I'm not a fan of the door handles, mainly cuz they look so outta place. I may do the door inserts (where the controls are) but I think it may be a pain to get the inside cubby hole without it becoming a lake inside there.


----------



## Nismo1997 (Dec 26, 2003)

I would of done around the bezal and thats all. You dont wanna over due it now. Thats when its starts to get ugly cuz people get out of hand when they got paint


----------



## SE-R2FAST (Jul 21, 2004)

Very nice :thumbup:


----------



## chubsmagee44 (Jun 24, 2004)

ok for the third frickin time....how do you paint the plastic around the gauges


----------



## Nismo1997 (Dec 26, 2003)

chubsmagee44 said:


> ok for the third frickin time....how do you paint the plastic around the gauges


Take the cluster out, remove the plastic(lens) and there are clips that you unclip..

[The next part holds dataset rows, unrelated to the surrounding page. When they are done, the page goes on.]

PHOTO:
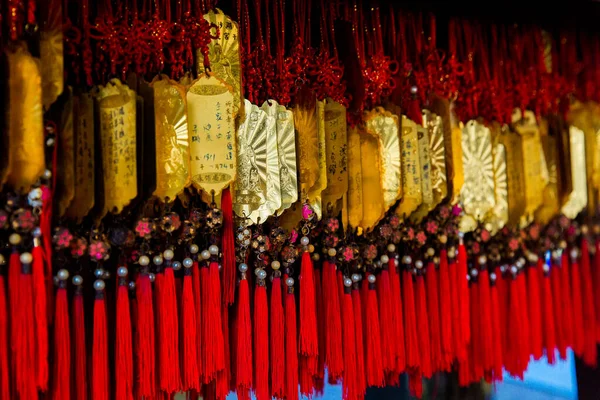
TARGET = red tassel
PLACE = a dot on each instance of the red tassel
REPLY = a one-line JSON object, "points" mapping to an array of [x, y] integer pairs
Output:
{"points": [[101, 380], [590, 352], [4, 371], [373, 340], [309, 344], [40, 314], [497, 329], [277, 335], [189, 325], [62, 343], [80, 350], [445, 314], [261, 343], [243, 350], [410, 322], [333, 323], [350, 383], [397, 316], [228, 248], [123, 351], [535, 314], [145, 338], [22, 327], [388, 340], [291, 347], [423, 335], [485, 330], [213, 352], [549, 327], [431, 282], [360, 352]]}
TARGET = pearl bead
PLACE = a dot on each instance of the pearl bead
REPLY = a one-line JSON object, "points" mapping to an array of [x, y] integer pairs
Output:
{"points": [[63, 274], [14, 239], [168, 254], [26, 258], [144, 261], [99, 285]]}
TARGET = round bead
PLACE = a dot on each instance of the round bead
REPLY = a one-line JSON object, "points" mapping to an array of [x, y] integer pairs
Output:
{"points": [[63, 274], [99, 285], [14, 239], [26, 258], [168, 254]]}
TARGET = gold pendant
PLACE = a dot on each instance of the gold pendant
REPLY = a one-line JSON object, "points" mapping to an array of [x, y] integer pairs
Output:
{"points": [[26, 161], [117, 104], [385, 125], [211, 130], [172, 143], [83, 125]]}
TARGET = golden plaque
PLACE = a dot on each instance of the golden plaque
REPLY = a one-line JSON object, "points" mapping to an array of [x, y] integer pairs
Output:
{"points": [[211, 130], [172, 142], [117, 104], [385, 126]]}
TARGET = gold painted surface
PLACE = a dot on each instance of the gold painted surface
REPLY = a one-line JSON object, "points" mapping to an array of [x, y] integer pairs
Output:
{"points": [[286, 147], [373, 203], [477, 194], [211, 130], [224, 57], [578, 199], [117, 104], [172, 142], [83, 116], [26, 161], [336, 154], [385, 126], [412, 192], [355, 189], [65, 179]]}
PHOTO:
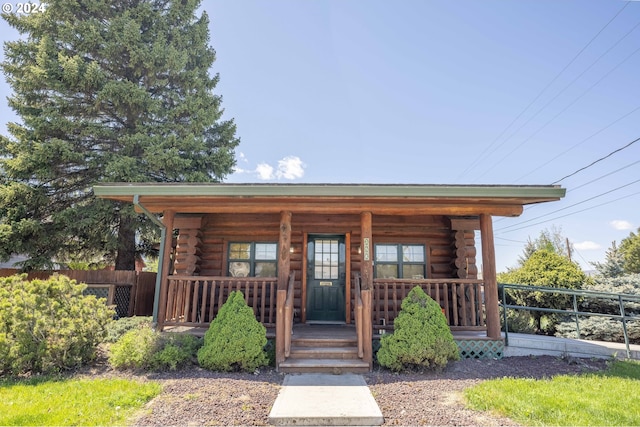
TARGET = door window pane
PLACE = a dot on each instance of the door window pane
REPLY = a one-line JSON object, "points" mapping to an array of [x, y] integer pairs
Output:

Its common sences once you get to it


----------



## xbrandonx (Mar 27, 2004)

I belive I'm done, if I do anything else it will be the controls in the doors (where the door locks/window controls are)


----------



## chubsmagee44 (Jun 24, 2004)

its kinda hard when the clear plastic is glued to the part i want to paint....ive got reverse glows...ive gotten to that point...i broke the clear plastic pulling it out of those clips im getting a new cluster....maybe it wont be glued


----------



## xbrandonx (Mar 27, 2004)

take a screwdriver or the sort and gently pry it apart, moving around several times until it comes out will probalby get it out without breaking.


----------



## MaK786 (Jul 15, 2004)

i did the same thing brandon did. i mean i sprayed basically anypart that came out, i also used the krylon paint, same color. but i realized that it was wayyyyyyyyy to ricey, so i bought the navy blue color and some clear coat. this works really good and it makes it shine nicely. it goes good with my car because i repainted it midnight blue by MAACO. i also painted the a pillar thingies, and the front things that hold you papers and also have the cutout for the speakers. i also did the window switch thingy, but in the process i broke 3 window switches. what a bitch. they also sell some chrome paint at the ace hardware store i went to, so i bought it, and sprayed the gauge bezel, and also the little panel that surrounds the a/c controls. looks awesome. but it is not really chrome, it is more of a silver with chrome flakes. looks nice. :idhitit:


----------



## xbrandonx (Mar 27, 2004)

Mak786 is banned but online...hmmmm I wonder how that works. yea it does look a bit ricy but I like it, the darker blue would look really good as well, however this blue matches my seat covers pretty well, so I'm gonna stick with it for now.


----------



## ebricenojr (Jan 28, 2004)

I'm planning on painting my interior the same color as my ride (non-ricey ofcourse). Basically the dash for now.


----------